Welcome to Fearless Formula Feeder Fridays, a weekly guest post feature that strives to build a supportive community of parents united through our common experiences, open minds, and frustration with the breast-vs-bottle bullying and bullcrap.
Please note, these stories are for the most part unedited, and do not necessarily represent the FFF’s opinions. They are also not political statements – this is an arena for people to share their thoughts, and I hope we can all give them the space to do so.
Dana’s story is refreshing in that from the very start, she had a guilt-free approach to infant feeding. I see this less and less these days, and I think that’s a shame – because the physical discomfort Dana went through would have been compounded by emotional duress if she hadn’t had such a good outlook – and no new mom should be suffering like that. Of course a mother should feel more concerned about not being able to be with her child than she should about not feeding him her milk – but so many of us are brainwashed into not seeing things this way. (Not that we should feel “guilty” about being sick, or much of anything for that matter, but you get my point.)
Happy Friday, fearless ones,
I didn’t really pay attention to all the “breast is best” hype while I was pregnant – I figured I would try breastfeeding and if it didn’t work, formula is also great. My doctor never really pushed breastfeeding on me during my pregnancy visits – she mentioned a few times that whatever breastmilk I could give the baby would be great, but that’s about it. And the pediatrician I chose for my baby was also supportive in my decision to just see what worked best. It wasn’t until I was in the hospital that I saw a preference for breastfeeding in that the nurses and lactation consultants really tried to push it on me. From the beginning my daughter couldn’t latch on – my biggest concern was that I was already large-breasted and every time my baby was shoved on to my breast by the nurses, I felt like she couldn’t breathe since her nose was covered. And I had flat nipples, which was also making it difficult for her to latch. The nurses tried to get me use a nipple shield, but I really hated it.
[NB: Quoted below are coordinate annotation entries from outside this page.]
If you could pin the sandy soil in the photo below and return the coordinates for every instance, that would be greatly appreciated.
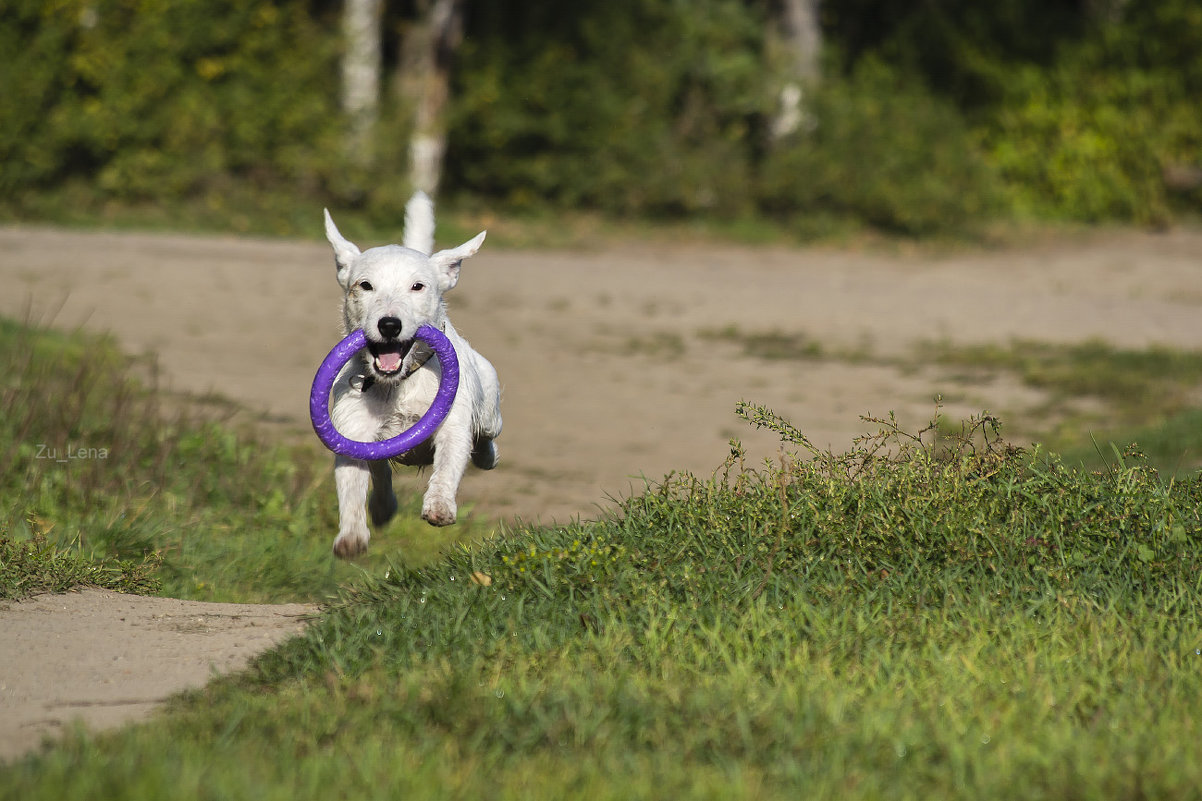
(617, 365)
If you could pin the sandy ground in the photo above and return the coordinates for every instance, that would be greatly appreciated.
(617, 365)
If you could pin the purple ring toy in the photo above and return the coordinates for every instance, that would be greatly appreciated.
(421, 431)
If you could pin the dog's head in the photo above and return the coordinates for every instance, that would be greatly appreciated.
(391, 291)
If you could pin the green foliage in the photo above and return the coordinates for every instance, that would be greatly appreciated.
(884, 150)
(166, 100)
(908, 619)
(1092, 137)
(929, 117)
(35, 567)
(643, 108)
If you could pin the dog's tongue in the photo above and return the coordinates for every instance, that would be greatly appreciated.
(388, 361)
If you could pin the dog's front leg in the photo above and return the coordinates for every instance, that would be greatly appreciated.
(452, 449)
(351, 482)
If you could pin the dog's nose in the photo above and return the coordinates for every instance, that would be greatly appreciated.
(388, 327)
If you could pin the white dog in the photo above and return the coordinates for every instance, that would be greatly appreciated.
(388, 292)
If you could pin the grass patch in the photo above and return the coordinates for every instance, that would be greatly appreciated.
(920, 617)
(96, 467)
(35, 567)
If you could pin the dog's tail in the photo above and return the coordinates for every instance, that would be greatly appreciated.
(420, 223)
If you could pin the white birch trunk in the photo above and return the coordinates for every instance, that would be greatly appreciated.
(424, 84)
(361, 73)
(803, 41)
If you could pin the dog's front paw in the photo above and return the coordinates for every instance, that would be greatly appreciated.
(439, 512)
(347, 546)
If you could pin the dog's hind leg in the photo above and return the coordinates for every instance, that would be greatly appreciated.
(382, 502)
(452, 450)
(483, 454)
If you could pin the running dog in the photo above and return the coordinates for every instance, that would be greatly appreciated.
(388, 292)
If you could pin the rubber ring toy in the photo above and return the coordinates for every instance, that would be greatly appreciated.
(409, 439)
Towards the end of that first day of her life, it was obvious my baby was hungry and wasn’t getting the nutrition she needed, so I strongly suggested it was time for formula – luckily, my hospital didn’t push back on me too much. However, I was still willing to try breastfeeding, so the lactation consultant taught me how to pump and the feeding plan we came up with was that I would supplement with formula until my milk came in, then I would exclusively breastfeed through pumping and bottles. My plan was to try this for at least a month, but no longer than 3 months since I had made the decision already to not pump when I went back to work.
The lacation consultant had my husband and I rent a hospital-grade pump for a month – she said my milk wouldn’t come in properly using a regular one. It wasn’t that expensive so we had no problem with this. She also told me I would have to pump about every 2 hours or my milk wouldn’t come in properly. Again, I was OK with this – pumping didn’t seem that bad to me since I could catch up on my TV shows while doing it. At first things were going well – my milk came in that first night I was home from the hospital, so right away we were able to exclusively breastfeed my daughter through bottles. We had a good system going and I came to actually prefer feeding my daughter through the bottle as I could see what she was consuming and put her on a feeding schedule right away – she was sleeping 5-hour stretches at night within 2 weeks of her life! However, since I was told in the hospital that pumping is not the same as the baby feeding directly from the breast, I should still pump every 3 hours or my milk production would suffer – so even though my baby was sleeping, I still had to get up to pump.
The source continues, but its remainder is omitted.